Each issue is categorized by color-coded labels, for example, Low, Medium, High, and Critical, allowing you to gauge its impact and urgency. This is helpful as it provides a way to prioritize issue resolution based on risk, focusing on high-severity issues that may require immediate attention, while lower-severity issues can be addressed as part of routine maintenance.

Source

Displays information about the origin of the issue, here AST.

OWASP API Top 10

Specifies the mapping to the OWASP API Top 10 security risks. This helps you understand and prioritize issues based on their global recognition.

Last Seen

Specifies the most recent occurrence of the issue. This helps you determine whether the issue is still active, has reappeared, or is no longer a threat.

Status

Displays the current status of the issue. This serves as a communication medium to indicate whether or not an issue requires prioritization. For more information on the available statuses, see Issue Management.

Integrations

Displays the Jira icon. This helps you track an issue by creating a Jira ticket directly from the Traceable platform.

Note

This icon is enabled only when you configure the Jira integration. For more information, see Jira integration.

Actions

Enables you to re-test the issue. Upon clicking, Traceable shows a pop-up window where you can run a scan using the terminal or the platform.
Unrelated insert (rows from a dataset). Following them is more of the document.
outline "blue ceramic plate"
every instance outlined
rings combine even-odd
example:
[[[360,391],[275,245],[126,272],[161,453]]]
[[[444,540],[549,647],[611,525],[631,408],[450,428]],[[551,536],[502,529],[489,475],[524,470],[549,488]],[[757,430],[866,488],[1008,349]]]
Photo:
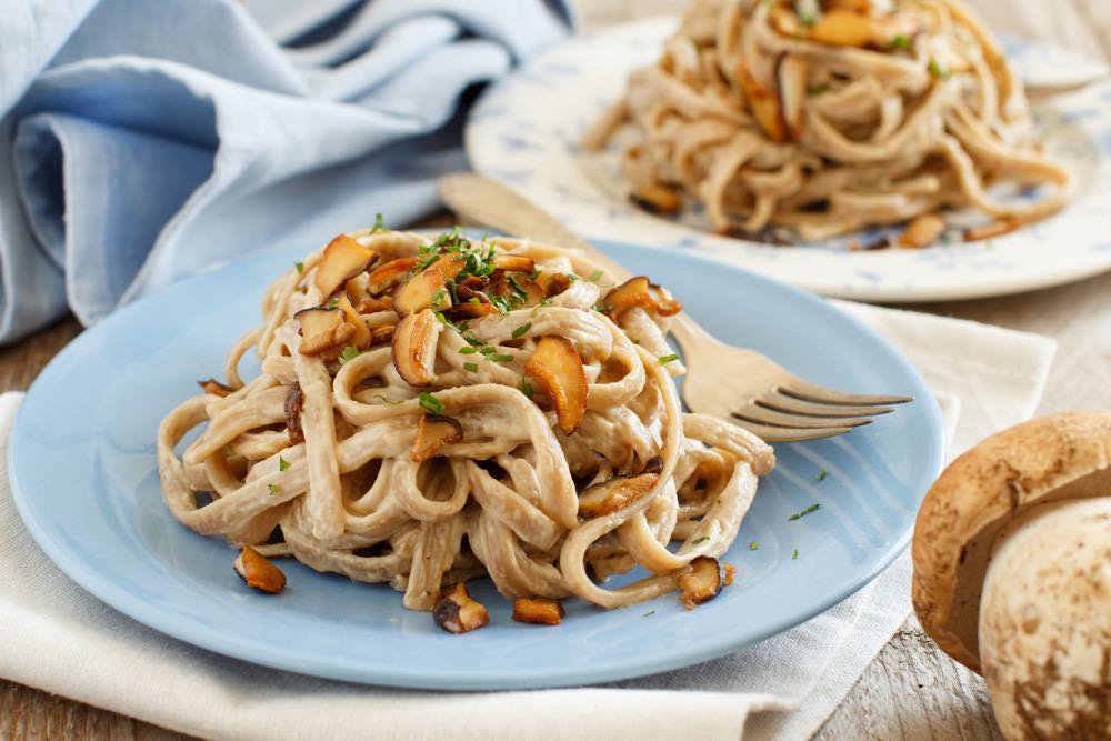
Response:
[[[737,583],[688,612],[673,595],[605,611],[567,601],[556,628],[510,620],[488,581],[489,627],[450,635],[401,595],[282,561],[280,597],[246,589],[218,538],[162,504],[161,417],[219,374],[259,321],[263,289],[299,254],[263,256],[178,283],[77,338],[23,402],[10,450],[28,529],[74,581],[169,635],[247,661],[356,682],[438,689],[582,684],[692,664],[818,614],[907,545],[942,463],[942,422],[922,379],[852,319],[770,280],[671,252],[603,249],[653,276],[717,336],[819,383],[918,400],[843,438],[779,445],[728,560]],[[791,513],[821,509],[798,520]],[[759,548],[750,550],[757,541]],[[798,550],[798,558],[792,558]]]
Grouping, Filtering, and Additional Options

While Traceable groups the issues on the page based on their name, you can filter and group issues based on several criteria:

Group By

Category

Description

Issue Name

Groups issues based on the specific issue. This helps you understand how widespread an issue is across environments and focus on resolving the most recurring issues.

Category

Groups issues based on broader classifications such as Authentication, Authorization, or JSON Web Token. This helps you analyze the issues from a broader level, as to which issues are most common across the system.

OWASP API Top 10

Groups issues based on their mapping in OWASP API Top 10 categories. This helps you align your analysis based on the recognized industry standards.

API Endpoints

Groups issues based on the endpoints in which they were detected. This helps you analyze the risk exposure for endpoints and prioritize resolution based on them.

Owner

Groups issues based on the assigned owner of the API. This helps you direct these issues to the right individual or team for faster and effective resolution. For more information on ownership and its assignment, see API Ownership.

Label

Groups issues based on the labels assigned to APIs. This helps you assess and prioritize issues by business function, risk, or internal tagging conventions.

Domain

Groups issues based on the domain of the API where the issue was detected. This helps you assess and prioritize issues by the application area or team affected.
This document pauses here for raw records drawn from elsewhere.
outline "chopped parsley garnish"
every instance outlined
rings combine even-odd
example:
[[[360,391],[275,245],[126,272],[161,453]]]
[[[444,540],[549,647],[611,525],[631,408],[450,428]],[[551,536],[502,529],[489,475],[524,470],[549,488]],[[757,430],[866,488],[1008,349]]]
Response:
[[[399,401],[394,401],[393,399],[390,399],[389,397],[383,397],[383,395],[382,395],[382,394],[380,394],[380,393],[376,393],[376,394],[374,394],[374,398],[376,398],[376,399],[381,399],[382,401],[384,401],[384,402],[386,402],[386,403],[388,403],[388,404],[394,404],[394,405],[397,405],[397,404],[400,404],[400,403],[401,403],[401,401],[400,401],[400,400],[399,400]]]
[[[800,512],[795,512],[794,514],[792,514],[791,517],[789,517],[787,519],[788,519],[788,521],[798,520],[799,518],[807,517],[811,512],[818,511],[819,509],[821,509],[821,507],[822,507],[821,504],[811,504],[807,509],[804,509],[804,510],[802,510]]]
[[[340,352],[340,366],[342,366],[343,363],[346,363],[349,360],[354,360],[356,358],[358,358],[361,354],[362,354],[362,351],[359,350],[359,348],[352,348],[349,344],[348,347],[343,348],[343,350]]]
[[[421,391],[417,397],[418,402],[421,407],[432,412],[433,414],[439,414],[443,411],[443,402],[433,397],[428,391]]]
To group the issues using either of the above criteria, use the Group by drop-down, as shown in the image above.

Filters

The filters help you narrow down the issues based on options such as status, severity, source, timestamp, or sensitivity, allowing you to analyze them more effectively. To filter the issues based on your requirements, use the Filter () icon, as shown in the image above. Post-application, you can also save the filter for later use. The saved filters are visible under the Filter icon → Saved tab.

For information on managing issues based on the above groups and filters, see Issue Management.

Additional Options

Apart from the above options, Traceable also provides the following features on the page:

  • Search bar — Locate an issue by typing its name.

  • Visualization toggle — Show or hide the visual insight section on the page.

  • Download icon — Download the issue listings on the page for offline analysis.